Dynamic Modelling of Multivariate Dimensions and Their Temporal Relationships using Latent Processes: Application to Alzheimer's Disease.

Alzheimer's disease gradually affects several components including the cerebral dimension with brain atrophies, the cognitive dimension with a decline in various functions and the functional dimension with impairment in the daily living activities. Understanding how such dimensions interconnect is crucial for AD research. However it requires to simultaneously capture the dynamic and multidimensional aspects, and to explore temporal relationships between dimensions. We propose an original dynamic structural model that accounts for all these features. The model defines dimensions as latent processes and combines a multivariate linear mixed model and a system of difference equations to model trajectories and temporal relationships between latent processes in finely discrete time. Dimensions are simultaneously related to their observed (possibly multivariate) markers through nonlinear equations of observation. Parameters are estimated in the maximum likelihood framework enjoying a closed form for the likelihood.
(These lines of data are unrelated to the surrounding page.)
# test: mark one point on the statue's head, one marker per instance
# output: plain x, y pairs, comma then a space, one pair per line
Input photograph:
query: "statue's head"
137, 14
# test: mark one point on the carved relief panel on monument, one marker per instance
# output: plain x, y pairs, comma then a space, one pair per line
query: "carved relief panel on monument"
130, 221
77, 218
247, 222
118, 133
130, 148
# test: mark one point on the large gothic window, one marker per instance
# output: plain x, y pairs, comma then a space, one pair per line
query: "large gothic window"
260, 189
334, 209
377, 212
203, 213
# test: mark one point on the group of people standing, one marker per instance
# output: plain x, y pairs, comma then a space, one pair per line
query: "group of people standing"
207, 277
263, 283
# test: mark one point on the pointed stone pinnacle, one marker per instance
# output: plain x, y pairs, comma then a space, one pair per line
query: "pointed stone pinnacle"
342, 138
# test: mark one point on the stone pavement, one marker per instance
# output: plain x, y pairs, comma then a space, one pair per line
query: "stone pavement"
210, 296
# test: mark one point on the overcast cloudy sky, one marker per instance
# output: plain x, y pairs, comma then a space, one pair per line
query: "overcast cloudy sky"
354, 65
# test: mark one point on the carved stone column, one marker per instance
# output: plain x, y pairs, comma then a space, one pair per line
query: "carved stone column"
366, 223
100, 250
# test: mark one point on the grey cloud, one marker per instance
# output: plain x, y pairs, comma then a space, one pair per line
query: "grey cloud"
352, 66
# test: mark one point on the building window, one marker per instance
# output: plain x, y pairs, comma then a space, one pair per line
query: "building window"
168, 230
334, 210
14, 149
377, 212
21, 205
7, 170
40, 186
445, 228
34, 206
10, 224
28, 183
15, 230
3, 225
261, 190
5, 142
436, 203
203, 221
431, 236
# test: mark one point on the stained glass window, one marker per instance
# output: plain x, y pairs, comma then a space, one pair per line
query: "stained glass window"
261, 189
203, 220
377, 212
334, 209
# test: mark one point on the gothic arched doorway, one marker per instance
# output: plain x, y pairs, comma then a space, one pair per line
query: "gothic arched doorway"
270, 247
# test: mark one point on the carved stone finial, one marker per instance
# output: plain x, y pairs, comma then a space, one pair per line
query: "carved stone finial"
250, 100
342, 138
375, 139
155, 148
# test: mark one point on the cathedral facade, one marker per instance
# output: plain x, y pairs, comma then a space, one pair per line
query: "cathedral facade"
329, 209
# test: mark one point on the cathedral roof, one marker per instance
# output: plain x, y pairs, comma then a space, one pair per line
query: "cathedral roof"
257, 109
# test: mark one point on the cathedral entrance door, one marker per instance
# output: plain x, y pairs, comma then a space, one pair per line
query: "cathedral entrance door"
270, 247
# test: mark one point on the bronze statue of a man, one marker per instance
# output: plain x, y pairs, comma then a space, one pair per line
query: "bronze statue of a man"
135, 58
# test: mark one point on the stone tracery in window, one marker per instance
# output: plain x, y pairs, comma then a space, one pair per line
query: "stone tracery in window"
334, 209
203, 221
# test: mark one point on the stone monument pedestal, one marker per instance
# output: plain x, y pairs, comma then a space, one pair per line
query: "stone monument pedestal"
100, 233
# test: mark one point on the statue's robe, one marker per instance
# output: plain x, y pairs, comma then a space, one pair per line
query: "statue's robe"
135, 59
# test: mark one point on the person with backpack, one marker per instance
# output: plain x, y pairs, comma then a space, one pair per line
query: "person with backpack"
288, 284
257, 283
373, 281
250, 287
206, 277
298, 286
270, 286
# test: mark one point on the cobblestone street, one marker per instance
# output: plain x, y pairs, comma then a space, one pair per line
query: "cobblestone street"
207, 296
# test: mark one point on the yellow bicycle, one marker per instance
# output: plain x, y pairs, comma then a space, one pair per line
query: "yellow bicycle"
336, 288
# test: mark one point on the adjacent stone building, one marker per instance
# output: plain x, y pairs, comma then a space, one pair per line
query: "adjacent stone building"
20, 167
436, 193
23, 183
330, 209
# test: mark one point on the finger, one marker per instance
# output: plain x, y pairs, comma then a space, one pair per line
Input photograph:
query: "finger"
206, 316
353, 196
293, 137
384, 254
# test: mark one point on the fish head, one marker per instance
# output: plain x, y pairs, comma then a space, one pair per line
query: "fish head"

We demonstrate in a simulation study that this dynamic model in discrete time benefits the same causal interpretation of temporal relationships as models defined in continuous time as long as the discretization step remains small. The model is then applied to the data of the Alzheimer's Disease Neuroimaging Initiative. Three longitudinal dimensions (cerebral anatomy, cognitive ability and functional autonomy) measured by 6 markers are analyzed and their temporal structure is contrasted between different clinical stages of Alzheimer's disease. Keywords: causality, difference equations, latent process, longitudinal data, mixed models, multivariate data.